Jerry Doman stood holding a sign reading, “Love is in the Air.” he said that he was there standing in solidarity with the rest of the nation during this time of unrest.
His daughter, Hannah Doman said she and her friend Marcus Shaw, Purdin, were one of the first to arrive. The group originally planned to stand in the park but moved to Main Street as more people gathered around 4:15 p.m.
“I am here after seeing all of the injustice and the conduct of some police across the nation,” Shaw said.
The death of George Floyd in Minneapolis on May 25 has caused peaceful protests, rioting and violence across the country.
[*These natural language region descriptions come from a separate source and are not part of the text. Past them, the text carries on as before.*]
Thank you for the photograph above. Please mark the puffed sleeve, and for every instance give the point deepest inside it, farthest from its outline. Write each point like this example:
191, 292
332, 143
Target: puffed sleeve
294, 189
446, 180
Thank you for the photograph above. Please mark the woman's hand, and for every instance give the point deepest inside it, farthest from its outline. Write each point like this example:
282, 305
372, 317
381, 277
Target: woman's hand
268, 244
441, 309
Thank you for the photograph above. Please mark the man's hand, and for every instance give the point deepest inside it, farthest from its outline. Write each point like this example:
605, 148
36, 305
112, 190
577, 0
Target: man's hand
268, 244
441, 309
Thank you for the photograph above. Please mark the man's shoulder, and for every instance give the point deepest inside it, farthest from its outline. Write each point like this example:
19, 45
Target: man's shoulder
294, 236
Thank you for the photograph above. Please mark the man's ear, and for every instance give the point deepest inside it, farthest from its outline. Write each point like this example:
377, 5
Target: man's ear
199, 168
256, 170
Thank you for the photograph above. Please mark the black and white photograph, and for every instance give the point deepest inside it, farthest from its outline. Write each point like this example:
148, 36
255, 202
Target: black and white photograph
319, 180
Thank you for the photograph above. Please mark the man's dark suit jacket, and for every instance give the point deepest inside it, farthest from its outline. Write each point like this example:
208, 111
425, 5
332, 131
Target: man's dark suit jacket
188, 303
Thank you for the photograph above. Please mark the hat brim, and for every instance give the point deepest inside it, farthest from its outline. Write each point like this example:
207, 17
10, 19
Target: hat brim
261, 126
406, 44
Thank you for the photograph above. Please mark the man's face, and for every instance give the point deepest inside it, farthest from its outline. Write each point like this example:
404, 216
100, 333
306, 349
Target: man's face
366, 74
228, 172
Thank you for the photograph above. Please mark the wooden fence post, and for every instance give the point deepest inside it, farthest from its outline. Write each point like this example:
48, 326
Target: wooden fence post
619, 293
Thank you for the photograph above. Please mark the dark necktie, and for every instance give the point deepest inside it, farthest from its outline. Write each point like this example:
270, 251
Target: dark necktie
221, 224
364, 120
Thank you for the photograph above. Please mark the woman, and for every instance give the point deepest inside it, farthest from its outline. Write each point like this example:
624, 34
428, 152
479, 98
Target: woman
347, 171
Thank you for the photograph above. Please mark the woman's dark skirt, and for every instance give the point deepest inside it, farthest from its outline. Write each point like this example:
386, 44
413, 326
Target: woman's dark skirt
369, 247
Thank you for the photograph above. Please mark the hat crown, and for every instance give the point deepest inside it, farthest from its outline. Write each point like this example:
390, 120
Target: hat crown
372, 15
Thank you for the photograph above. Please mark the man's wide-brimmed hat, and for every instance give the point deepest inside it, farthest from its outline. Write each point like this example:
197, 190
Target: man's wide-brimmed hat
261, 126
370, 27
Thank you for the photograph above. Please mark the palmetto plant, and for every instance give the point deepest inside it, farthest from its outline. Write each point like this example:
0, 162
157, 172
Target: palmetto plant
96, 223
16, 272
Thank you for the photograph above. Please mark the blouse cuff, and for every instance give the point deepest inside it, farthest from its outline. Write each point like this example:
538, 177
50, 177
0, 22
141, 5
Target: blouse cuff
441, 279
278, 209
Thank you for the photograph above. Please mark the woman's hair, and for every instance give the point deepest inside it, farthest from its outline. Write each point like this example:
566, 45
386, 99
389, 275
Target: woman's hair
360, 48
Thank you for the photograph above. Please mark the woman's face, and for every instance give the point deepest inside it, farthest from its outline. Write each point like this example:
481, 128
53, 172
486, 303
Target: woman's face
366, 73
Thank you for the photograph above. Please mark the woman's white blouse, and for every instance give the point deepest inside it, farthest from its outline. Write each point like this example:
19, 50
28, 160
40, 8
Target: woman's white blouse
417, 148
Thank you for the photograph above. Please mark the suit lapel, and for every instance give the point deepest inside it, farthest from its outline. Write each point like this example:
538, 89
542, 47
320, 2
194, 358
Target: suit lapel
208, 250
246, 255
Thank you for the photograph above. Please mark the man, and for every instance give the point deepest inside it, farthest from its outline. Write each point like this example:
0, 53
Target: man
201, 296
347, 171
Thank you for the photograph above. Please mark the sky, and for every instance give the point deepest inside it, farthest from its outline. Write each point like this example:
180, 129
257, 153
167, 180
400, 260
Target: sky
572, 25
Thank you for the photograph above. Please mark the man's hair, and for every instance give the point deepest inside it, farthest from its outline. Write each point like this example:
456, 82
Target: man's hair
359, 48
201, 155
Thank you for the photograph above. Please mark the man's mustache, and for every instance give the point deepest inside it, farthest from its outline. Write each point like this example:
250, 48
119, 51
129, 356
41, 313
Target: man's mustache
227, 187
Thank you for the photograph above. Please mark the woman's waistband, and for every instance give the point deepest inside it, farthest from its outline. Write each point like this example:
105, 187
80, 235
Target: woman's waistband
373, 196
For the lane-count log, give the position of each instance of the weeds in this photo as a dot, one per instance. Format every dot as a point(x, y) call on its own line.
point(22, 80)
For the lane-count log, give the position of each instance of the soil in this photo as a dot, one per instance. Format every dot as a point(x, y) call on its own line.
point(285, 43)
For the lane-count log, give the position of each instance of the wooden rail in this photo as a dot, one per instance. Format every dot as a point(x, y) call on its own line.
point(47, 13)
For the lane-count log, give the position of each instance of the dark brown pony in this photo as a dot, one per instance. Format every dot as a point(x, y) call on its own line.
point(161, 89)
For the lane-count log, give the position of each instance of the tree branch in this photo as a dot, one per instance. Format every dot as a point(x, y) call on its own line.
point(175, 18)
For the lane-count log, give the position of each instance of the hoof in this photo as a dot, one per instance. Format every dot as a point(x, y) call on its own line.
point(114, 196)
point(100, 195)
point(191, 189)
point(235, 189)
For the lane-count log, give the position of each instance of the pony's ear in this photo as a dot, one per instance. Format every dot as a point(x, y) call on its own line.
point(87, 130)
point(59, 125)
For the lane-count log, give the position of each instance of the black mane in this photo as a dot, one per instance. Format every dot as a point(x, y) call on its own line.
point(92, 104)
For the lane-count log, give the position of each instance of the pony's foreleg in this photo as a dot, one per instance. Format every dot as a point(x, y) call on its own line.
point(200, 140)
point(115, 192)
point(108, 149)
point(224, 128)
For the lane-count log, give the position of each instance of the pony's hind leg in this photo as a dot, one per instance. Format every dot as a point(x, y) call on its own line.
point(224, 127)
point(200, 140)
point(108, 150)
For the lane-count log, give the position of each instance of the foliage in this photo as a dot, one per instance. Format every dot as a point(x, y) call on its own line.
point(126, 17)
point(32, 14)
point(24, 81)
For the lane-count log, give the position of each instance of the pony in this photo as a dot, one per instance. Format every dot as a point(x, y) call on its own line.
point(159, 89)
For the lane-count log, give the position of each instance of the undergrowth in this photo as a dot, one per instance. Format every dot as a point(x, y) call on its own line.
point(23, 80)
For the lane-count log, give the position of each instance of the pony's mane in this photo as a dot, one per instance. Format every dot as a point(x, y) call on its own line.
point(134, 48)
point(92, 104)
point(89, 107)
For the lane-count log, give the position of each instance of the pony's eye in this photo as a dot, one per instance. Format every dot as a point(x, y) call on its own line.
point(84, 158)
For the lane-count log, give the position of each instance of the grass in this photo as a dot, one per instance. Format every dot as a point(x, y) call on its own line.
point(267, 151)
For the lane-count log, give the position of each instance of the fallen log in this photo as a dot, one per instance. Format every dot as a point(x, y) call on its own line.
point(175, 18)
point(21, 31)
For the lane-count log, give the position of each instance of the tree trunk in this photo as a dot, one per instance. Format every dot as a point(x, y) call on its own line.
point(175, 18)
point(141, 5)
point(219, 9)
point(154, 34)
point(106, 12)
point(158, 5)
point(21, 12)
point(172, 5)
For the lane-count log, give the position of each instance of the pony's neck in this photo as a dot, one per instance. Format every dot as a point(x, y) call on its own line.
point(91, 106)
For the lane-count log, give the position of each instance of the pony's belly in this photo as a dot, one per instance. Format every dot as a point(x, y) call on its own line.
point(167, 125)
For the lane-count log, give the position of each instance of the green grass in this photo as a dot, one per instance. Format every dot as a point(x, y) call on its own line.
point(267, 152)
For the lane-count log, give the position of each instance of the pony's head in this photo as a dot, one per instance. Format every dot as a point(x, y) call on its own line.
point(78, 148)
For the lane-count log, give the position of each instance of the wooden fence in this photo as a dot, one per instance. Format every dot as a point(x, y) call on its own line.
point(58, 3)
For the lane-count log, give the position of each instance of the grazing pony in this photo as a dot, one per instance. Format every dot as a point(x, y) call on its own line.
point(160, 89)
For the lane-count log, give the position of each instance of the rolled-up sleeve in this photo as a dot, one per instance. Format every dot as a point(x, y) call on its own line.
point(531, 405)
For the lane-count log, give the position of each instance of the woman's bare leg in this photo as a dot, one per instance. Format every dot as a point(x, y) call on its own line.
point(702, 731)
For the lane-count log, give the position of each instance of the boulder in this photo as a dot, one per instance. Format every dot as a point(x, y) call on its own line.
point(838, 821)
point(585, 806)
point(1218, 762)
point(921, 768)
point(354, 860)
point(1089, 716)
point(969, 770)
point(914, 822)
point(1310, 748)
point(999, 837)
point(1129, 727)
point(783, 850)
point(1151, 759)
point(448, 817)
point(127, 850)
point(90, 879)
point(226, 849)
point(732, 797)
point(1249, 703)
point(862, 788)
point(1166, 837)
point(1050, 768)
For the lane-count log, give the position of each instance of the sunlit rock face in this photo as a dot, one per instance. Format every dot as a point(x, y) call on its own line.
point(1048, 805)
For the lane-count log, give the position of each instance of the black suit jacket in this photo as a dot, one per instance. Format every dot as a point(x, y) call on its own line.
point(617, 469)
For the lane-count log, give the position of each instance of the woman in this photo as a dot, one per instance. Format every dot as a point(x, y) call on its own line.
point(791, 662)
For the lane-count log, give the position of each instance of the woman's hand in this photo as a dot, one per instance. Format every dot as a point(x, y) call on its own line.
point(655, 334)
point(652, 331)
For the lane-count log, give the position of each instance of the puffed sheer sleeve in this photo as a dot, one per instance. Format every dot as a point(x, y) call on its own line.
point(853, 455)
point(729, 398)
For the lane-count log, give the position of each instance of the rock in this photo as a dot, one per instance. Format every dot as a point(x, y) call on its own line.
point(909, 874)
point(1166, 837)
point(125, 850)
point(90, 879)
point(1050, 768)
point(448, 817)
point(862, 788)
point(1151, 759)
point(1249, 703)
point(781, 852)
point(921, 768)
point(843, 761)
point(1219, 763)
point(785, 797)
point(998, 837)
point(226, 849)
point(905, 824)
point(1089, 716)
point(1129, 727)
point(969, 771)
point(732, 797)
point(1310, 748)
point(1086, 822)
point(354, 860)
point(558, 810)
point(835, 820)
Brookfield, a town of less than 4,500 according to the 2010 U.S. Census, is not the only small town across the country with peaceful protests, but the group said they wanted to do something here.
“I recall the events surrounding the deaths of George Floyd and others being mistreated by police across the country,” Shew said. “I wanted to show my support, no matter how big or small of a level some people may think it is.”
Hannah Doman agreed. “I want people to know that you can still make a difference, even in a small town, and that is important.”
Shaw said that he would have driven hours to take part in an event.
“I think in situations like these it is important to do something,” he said. “Everything you say and do, every article you share, running for office, everything matters.”
Residents from Marceline, Purdin and Brookfield attended the event, holding signs reading, “Black Lives Matter,” “No Justice, No Peace,” “I Can’t Breathe,” and “Change is Needed,” among others.
Community members stopped by, stating they wished they could stay, but dropped off water and ice cream as the evening temperatures stayed above 86 degrees.
Though the support was plentiful, so were comments from those with opposing views.
“We have heard people drive by and tell us to get jobs, or even yell ‘white power’,” Shew said as a car drove by, slowed to take photos and a passenger yelled “Black Lives Matter.”
Jerry Doman stated that Linn County Sheriff’s deputies had driven by and that there seemed to be an increase in law enforcement presence in town patrolling the area around the park.
Another attendee noted that a member of the Brookfield Police Department stopped and told the crowd that they would be supported and would extend any help or services needed to ensure the event remained peaceful.
The crowd was still standing on Main Street as of 6:45 p.m. and planned to remain until dark, or when people stopped joining.